Total industry sales were flat year on year in the four weeks to April 2, according to the BRC-KPMG Retail Sales Monitor, while sales edged up 0.3% on a three-month basis, below the 12-month average of 1.5%.
Food sales were up last month for the first time this year thanks to late Easter sales but were down 0.2% on a three-month basis. On a 12-month average, food sales edged up 0.1%.
IGD chief executive Joanne Denney-Finch said: “The varying date of Easter makes comparison difficult at this time of year, but a clearer picture emerges when March and April grocery sales are combined.”
Non-food sales growth slowed in April, when sales rose 2.5% year on year.
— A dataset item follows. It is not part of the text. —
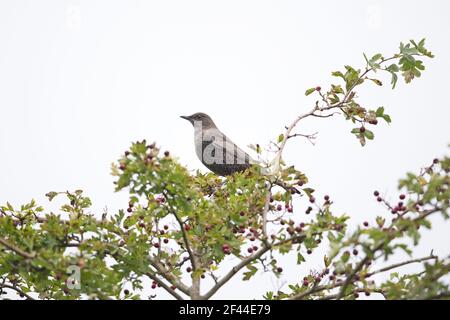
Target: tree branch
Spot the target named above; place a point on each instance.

On a three-month basis, non-food sales increased 0.7%, marking the lowest performance in the sector since December 2012.
Non-food sales were driven by home accessories and furniture sales but offset by a steep decline in fashion sales, which recorded their biggest fall since September 2014 for the second consecutive month.
Footwear was the worst-performing sales category overall, while stationery, household appliances and health and beauty all reported like-for-like and total sales growth.
KPMG head of retail David McCorquodale said: “Overall, retail sales slowed during April with temperatures well below the average for the time of year.
“Looking at the three months to April, non-food like-for-like growth was particularly weak, especially for fashion and footwear, as the cooler weather dampened the launch of spring and summer ranges.”
BRC chief executive Helen Dickinson added: “April saw the second month of flat sales for UK retailers with positive food sales offset by record declines in fashion.
“Overall, flat total sales mask a very mixed picture; some retailers benefiting from the healthy housing market, while others are evidently more susceptible to the effects of lower consumer confidence and a higher proportion of disposable income going into leisure and entertainment.”